Nachdem ich bei meinem Juistaufenthalt im Herbst jeden Tag Handwerker im Haus hatte, genieße ich die Tage zum Jahreswechsel nun doppelt: Die Wohnung ist viel schöner als vorher und ich habe Zeit für lange Strandspaziergänge auf meiner Lieblingsinsel Juist.

Das Schlafzimmer ist nun hell möbliert und es gibt Platz genug, wie man auf den Bildern sehen kann. Auch der Flur ist nun hell und freundlich, es gibt eine Bank und mehr Stellplatz.

Und Juist zeigt sich wieder einmal von seinen besten Seiten: Strahlender Sonnenschein lockte mich an den Strand und natürlich zur Bill. Am Strand gab es gestern und vorgestern viele angespülte Seesterne – die letzten habe ich in meiner Kindheit an der Nordsee gesehen! Und gestern hätte man Wellhornschnecken eimerweise am Strand einsammeln können, so viele gab es. Am Spülsaum war viel zu finden – nur Bernstein war für mich wieder nicht dabei – den finden immer nur die anderen…

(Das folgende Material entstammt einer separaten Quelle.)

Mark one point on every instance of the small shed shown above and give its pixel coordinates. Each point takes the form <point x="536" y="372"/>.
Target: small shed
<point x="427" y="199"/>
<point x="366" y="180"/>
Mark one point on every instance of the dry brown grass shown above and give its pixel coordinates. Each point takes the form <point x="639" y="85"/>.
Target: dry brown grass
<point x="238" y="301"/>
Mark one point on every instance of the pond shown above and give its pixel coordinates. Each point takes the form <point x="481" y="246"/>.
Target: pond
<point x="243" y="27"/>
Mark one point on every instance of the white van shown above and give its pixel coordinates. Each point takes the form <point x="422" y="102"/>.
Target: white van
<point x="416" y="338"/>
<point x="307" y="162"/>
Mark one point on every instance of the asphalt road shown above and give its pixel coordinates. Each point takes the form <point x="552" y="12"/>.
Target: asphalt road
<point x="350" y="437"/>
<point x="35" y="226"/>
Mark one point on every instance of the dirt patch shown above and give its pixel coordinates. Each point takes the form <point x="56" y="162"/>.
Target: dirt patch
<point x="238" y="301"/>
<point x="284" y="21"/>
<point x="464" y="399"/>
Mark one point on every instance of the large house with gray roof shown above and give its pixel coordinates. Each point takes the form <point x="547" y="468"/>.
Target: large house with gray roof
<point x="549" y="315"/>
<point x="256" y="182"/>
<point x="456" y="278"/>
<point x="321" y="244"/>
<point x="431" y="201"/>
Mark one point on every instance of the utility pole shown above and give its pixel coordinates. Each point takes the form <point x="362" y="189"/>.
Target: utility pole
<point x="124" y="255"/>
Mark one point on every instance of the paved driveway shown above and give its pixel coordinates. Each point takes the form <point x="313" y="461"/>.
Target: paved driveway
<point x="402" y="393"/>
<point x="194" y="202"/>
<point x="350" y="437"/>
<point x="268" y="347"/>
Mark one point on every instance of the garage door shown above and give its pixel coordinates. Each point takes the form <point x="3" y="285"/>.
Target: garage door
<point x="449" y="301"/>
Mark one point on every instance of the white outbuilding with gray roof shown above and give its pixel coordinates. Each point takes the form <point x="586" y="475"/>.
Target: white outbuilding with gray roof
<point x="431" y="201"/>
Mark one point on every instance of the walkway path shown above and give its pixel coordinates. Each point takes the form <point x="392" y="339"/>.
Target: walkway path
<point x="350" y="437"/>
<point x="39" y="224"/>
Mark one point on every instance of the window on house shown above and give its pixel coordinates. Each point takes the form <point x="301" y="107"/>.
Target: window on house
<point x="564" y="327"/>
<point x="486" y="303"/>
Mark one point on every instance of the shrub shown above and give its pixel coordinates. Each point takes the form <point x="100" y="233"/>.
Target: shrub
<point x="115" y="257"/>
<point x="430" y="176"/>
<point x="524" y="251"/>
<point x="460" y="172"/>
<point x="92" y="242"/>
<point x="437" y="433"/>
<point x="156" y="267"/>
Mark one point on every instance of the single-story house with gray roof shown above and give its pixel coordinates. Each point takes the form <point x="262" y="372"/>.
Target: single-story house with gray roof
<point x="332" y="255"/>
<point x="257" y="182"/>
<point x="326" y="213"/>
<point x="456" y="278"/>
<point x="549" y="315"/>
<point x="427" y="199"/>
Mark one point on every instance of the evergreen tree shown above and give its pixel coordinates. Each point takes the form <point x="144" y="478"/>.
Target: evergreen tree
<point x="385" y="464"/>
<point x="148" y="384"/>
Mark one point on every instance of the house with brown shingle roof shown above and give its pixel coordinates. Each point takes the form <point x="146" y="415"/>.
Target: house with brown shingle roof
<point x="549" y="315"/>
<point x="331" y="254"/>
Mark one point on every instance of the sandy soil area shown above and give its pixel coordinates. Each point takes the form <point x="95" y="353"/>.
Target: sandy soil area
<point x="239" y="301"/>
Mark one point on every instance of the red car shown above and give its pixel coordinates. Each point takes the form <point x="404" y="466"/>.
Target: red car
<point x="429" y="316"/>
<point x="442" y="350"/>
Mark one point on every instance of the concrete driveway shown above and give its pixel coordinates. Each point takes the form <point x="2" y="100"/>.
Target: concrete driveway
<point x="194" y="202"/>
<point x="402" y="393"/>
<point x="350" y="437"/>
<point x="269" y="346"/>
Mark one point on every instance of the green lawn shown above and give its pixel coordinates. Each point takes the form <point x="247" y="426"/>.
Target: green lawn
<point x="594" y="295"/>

Heute am Altjahrsabend ist der Himmel wolkenverhangen. Aber wie alle Nordseefans wissen: Jedes Wetter hat hier seinen Reiz! Im Familien- und Freundeskreis verabschieden wir dieses Jahr dann beim Silvesterfeuerwerk auf der Aussichtsplattform am Kurhaus. Ich wünsche allen Juistfans und denen, die es werden wollen, ein gutes, gesegnetes Jahr 2017!

 

 

In diesem Winter hatten wir in Norddeutschland mal wieder kaum Schnee, aber nun, so kurz vor Schluss, wo die Tage schon länger werden und man nicht mehr im Dunkeln zur Arbeit fahren muss, hat uns noch die Grippe ereilt. Ja, die „echte“ Grippe: nun kennen auch wir den Unterschied zwischen Erkältung und Grippe und haben auf diese Weise noch einmal bestätigt bekommen, dass wirklich Winter war. „Kinder, Ihr müsst nach Juist!“, hätte meine Mutter in dieser Situation gesagt. Ja, einmal richtig durchpusten lassen, eine doppelte Portion Sonne tanken und den Vitamin-D-Spiegel wieder hochfahren und bei langen Strandspaziergängen und schönsten Tee-Pausen den Akku wieder auffüllen. – Ein paar Tage müssen wir uns noch gedulden, aber gleich nach Ostern geht´s endlich auf die Insel, unser Töwerland Juist!